Generally mortgage loans are offered
at fixed rates and variable rates. The fixed mortgage plan is
where you have to pay the same rate of interest for the
whole period and are useful for the long duration
repayment plans. Variable Rate mortgage is slightly
different , in this the rate of interest
varies depending on the market swings and is very
useful for the short term mortgage buyer.
Mortgage Loans can be availed for almost
all financial requirements. You can take it if you want to buy a
new home or renovate the old one, or consolidate your debts .
Why do you need Mortgage Loans?
You May take it for buying a new home or clearing your debts
,but you should be clear in your mind what you are looking from
mortgage loan, it will help you in choosing the mortgage that
best suits you.
The Second Step that you should consider is that How Much you
can actually afford?
Mortgage Loans can be provided upto 100% of your property.
However, the big question here is that will you be in a position
to repay the loan.

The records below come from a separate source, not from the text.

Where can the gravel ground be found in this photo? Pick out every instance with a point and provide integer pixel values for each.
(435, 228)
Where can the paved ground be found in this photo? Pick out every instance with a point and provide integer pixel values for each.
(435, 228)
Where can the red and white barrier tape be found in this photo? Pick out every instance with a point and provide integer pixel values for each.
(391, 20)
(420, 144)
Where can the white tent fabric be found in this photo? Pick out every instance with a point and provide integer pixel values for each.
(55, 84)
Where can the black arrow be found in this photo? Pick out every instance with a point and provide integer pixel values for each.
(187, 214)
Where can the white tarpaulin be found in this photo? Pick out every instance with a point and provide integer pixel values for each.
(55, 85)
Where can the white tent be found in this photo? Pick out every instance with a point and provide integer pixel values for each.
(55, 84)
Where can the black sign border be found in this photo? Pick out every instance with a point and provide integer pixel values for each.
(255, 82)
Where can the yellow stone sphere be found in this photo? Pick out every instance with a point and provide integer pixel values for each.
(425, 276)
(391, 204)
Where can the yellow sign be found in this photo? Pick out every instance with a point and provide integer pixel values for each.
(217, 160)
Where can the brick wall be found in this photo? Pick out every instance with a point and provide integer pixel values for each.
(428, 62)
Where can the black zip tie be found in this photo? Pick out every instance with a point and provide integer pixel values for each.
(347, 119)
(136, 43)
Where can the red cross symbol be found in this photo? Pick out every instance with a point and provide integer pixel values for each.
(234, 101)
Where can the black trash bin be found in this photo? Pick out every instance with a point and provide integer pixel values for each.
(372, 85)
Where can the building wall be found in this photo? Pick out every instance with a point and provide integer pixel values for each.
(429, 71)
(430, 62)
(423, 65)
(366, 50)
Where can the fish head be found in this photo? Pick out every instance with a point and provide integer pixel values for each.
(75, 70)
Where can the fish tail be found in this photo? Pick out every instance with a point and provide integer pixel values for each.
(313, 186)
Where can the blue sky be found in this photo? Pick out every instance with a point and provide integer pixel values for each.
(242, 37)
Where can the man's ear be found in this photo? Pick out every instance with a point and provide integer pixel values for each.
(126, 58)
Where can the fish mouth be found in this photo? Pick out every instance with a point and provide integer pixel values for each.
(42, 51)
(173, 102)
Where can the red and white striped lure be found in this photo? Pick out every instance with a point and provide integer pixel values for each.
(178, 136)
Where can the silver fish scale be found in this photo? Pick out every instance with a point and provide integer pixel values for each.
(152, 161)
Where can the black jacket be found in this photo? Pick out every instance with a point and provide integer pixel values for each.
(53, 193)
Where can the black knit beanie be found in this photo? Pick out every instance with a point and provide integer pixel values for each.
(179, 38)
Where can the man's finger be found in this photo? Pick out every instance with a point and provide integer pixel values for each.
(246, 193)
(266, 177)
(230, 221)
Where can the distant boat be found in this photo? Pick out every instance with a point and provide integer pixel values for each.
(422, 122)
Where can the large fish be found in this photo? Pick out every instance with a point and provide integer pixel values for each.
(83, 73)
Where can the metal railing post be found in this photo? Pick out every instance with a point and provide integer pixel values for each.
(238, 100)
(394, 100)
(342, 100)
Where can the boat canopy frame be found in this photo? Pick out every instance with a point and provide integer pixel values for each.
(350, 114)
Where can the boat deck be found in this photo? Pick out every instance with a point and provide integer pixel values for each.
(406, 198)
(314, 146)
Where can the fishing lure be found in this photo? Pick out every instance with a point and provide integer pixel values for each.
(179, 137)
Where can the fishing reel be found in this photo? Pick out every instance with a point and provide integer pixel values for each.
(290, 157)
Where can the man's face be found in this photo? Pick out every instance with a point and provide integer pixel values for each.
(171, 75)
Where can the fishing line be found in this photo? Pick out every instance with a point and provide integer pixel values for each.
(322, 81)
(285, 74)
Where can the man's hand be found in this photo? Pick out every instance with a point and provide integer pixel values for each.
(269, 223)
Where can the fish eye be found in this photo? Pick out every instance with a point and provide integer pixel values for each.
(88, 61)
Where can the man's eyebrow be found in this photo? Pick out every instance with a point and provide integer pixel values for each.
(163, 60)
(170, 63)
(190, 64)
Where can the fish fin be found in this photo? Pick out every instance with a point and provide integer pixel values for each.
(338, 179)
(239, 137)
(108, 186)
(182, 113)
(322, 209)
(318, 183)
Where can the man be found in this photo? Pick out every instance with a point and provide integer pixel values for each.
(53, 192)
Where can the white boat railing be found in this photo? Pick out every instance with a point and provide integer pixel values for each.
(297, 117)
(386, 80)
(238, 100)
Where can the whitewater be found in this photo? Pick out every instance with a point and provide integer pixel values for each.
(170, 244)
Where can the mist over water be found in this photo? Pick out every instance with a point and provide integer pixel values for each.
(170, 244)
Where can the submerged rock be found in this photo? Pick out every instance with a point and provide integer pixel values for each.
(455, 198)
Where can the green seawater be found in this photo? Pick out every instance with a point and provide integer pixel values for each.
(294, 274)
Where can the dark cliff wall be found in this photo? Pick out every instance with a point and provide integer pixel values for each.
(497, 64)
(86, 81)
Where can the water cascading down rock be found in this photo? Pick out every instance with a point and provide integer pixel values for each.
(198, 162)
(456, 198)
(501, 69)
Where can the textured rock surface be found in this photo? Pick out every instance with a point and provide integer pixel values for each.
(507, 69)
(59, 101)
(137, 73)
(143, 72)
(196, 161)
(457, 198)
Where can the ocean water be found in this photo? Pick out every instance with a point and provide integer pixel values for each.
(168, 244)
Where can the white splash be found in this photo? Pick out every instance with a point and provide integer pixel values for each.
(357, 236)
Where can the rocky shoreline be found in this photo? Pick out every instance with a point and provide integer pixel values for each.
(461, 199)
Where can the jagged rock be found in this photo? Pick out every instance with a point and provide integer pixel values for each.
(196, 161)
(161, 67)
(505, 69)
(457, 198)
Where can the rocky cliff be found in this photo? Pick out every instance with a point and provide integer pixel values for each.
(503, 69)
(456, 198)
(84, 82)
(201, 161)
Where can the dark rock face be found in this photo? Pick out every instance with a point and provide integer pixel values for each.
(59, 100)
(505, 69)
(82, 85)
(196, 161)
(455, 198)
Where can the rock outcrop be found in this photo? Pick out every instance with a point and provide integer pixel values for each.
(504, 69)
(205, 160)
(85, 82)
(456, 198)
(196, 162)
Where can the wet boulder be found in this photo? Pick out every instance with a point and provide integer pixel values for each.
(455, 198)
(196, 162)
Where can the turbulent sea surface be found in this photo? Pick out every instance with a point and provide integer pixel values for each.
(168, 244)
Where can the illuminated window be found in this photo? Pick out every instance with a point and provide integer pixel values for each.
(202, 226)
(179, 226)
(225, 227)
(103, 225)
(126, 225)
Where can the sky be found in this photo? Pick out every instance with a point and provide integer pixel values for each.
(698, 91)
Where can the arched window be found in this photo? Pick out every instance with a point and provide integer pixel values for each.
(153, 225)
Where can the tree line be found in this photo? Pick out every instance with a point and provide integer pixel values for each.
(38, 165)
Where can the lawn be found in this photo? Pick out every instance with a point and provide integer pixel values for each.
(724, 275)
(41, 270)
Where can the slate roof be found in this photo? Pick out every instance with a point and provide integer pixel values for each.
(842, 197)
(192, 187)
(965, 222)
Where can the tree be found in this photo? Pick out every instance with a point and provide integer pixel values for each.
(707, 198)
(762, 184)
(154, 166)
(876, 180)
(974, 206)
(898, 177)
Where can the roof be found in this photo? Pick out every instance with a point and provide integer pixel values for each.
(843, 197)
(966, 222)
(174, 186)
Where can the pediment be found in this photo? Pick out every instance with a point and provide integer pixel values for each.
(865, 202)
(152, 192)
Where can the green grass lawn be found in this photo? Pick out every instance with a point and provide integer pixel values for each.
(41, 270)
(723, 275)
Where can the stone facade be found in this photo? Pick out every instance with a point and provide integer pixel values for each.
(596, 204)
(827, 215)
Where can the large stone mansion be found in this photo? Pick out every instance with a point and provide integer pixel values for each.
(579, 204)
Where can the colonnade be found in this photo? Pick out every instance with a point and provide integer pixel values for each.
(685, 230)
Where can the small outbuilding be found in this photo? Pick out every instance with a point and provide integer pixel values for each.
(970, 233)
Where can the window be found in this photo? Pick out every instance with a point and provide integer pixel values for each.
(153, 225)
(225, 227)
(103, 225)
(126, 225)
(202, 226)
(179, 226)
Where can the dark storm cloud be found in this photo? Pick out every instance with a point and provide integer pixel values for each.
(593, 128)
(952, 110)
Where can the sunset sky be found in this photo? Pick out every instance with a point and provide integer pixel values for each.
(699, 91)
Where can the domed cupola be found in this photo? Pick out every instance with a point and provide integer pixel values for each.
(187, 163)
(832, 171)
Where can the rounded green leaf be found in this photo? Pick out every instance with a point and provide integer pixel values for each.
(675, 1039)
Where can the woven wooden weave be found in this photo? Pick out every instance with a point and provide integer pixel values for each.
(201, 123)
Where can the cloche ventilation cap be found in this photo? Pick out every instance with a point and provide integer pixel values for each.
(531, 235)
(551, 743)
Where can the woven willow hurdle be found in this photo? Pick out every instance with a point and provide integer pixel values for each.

You should not gamble on you future capitals
and you should assess by looking at your present income and then
decide that how much monthly income you can afford. Always count
on your present income and financial position ,not your future
income and financial position, this will help you in choosing
the right type of loan.
You should always contact 4-5 lenders to
get the best deals ,as the competition increases the interest
rates go down. Try to go through their Offers carefully and also
carefully read their terms and conditions ,this will help you in
future ,so that you will not get any shocks in future.